Most of you enjoy learning new stuff and you thrive on building new skills.

I love being surrounded by people like you who take life in their own hands and find ways to improve the opportunities that present themselves. Maybe, like me, sometimes you get a bit tired of the ‘self improvement hustle’ and just want a break?

Then this edition of my newsletter has you covered.

If it helps, you have my permission to close the book for a while and absorb all the stuff you’ve learned.

Pause the inputs and create outcomes

After several months of constant learning, I need a break to actually put things into action.

Here’s what I’ve been doing and what’s worked for me:

For most of this year I’ve participated in coaching and courses to improve my writing skills, my coaching skills and to better understand website building, newsletter writing and publishing, audience nurturing and ebook writing. It’s fun, interesting and… exhausting.

For the last couple of weeks I’ve ignored my mailbox folder that’s filling up with valuable content about digital writing, because I had to stop the inputs. It was like drinking from a firehose without a break.

So instead, I’m spending the next few weeks taking action. All this knowledge is only valuable if I do something with it.

Do I feel bad about not studying right now and not learning more new tricks and skills? Nope. Because it’s easy to forget all this good new information if you never use it.

Nobody is keeping track of whether you’re ticking all the personal development boxes

You don’t have to read 52 books a year. No one is keeping score. It also makes no sense.

Reading a book each week is like binge-watching TV shows. It can be fun for a bit, but if you’re just going from one book to the next, you don’t have any time to let things sink in and change your thoughts and behaviours based on what you just learned.

Whether it’s books or certifications, degrees or reps at the gym: no one cares as much as YOU about the things you do. So do what actually makes sense for you and take the time you need. You don’t even need to set a target for self improvement.
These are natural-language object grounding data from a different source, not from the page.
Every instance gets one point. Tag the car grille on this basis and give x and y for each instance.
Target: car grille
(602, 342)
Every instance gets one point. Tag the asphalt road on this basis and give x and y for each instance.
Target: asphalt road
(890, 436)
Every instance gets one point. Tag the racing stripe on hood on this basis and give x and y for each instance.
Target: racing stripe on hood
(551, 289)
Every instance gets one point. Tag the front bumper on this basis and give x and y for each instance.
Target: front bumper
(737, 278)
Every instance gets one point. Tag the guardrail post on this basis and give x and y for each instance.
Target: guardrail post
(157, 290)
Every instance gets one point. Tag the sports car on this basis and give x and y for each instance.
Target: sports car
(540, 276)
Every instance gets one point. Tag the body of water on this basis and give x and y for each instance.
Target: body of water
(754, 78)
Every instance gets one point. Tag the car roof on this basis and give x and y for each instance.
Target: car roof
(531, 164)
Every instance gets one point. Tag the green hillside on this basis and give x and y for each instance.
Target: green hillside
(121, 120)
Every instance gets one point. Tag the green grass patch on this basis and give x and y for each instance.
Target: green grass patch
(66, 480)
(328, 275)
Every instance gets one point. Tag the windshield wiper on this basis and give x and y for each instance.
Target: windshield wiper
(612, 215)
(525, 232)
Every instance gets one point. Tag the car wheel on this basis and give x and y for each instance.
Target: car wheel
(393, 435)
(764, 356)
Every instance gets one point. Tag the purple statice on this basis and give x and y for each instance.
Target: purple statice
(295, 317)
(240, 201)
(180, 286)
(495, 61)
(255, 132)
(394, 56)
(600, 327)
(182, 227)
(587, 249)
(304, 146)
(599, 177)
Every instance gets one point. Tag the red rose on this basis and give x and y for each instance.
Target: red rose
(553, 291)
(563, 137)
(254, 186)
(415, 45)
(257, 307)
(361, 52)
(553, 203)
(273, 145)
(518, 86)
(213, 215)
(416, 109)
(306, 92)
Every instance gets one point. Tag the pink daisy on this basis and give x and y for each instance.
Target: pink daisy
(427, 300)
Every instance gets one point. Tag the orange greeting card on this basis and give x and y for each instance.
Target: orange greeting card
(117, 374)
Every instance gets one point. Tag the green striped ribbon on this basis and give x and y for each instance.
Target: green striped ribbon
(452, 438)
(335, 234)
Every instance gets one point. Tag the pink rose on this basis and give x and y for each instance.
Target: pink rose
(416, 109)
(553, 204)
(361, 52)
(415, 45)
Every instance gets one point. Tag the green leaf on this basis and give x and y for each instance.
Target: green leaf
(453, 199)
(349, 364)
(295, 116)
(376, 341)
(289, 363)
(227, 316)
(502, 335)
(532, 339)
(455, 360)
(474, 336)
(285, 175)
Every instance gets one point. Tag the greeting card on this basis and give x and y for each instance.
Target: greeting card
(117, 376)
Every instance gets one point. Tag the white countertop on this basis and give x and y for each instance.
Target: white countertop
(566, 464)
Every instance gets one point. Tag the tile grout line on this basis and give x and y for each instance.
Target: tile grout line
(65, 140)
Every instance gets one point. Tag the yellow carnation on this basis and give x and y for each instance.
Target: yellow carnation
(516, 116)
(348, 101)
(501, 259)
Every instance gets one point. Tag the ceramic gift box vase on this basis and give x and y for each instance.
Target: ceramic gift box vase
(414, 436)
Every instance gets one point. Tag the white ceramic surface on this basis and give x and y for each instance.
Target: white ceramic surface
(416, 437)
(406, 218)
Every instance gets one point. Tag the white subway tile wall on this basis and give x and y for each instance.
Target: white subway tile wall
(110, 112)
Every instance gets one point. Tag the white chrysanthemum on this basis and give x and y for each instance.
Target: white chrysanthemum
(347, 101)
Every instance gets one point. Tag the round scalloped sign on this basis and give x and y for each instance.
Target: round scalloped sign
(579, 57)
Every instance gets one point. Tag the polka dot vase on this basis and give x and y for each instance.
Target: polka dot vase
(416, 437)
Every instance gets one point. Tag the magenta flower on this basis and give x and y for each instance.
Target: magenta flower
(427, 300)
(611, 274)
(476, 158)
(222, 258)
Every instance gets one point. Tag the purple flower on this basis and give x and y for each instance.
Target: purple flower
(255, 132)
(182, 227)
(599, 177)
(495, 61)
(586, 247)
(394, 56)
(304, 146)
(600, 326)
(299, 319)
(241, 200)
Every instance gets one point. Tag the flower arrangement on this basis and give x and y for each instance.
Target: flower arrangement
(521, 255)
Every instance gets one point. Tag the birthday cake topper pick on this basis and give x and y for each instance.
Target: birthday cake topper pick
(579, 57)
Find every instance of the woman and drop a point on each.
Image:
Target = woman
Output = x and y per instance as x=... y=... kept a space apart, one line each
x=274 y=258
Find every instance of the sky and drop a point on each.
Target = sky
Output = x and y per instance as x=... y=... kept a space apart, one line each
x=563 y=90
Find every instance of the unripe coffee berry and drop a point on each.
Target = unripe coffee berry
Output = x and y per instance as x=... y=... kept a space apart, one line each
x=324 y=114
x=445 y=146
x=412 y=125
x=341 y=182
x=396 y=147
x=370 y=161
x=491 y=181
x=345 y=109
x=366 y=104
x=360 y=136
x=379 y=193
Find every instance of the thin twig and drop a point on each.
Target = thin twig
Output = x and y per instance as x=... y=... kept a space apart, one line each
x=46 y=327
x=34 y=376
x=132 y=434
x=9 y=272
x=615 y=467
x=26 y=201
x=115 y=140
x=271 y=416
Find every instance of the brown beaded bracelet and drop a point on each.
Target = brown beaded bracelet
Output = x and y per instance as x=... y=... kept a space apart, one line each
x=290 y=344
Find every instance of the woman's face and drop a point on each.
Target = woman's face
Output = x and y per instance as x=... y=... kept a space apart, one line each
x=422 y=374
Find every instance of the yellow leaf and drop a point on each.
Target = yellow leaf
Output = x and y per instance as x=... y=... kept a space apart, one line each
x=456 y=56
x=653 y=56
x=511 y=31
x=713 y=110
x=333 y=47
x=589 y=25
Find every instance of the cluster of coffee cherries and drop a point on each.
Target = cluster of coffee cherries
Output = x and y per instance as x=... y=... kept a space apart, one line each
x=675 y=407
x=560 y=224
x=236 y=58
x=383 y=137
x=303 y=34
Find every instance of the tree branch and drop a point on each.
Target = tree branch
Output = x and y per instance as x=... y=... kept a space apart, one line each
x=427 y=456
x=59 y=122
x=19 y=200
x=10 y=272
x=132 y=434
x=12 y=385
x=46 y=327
Try alternating your learning with taking action

There is a lot of great content out there that can make you a better analyst, engineer, writer, teacher, surgeon or scientist. It’s tempting to devour everything you can get your hands on.

I want to suggest an alternative approach.

Read a book on a topic you’re interested in and take notes or mark the parts that really speak to you. When you’re done, review your notes and reflect on all the stuff the author shared. What are one or two things you have learned that you really want to incorporate into your own life? How can you go about it?

Take small steps to include new ideas and skills for several weeks and see what impact this has.

You’ll know when you’re ready for more learning. And when the time comes, embrace it and repeat the process :-).

Happy learning, happy implementing. Have a wonderful week and let me know if you have any questions.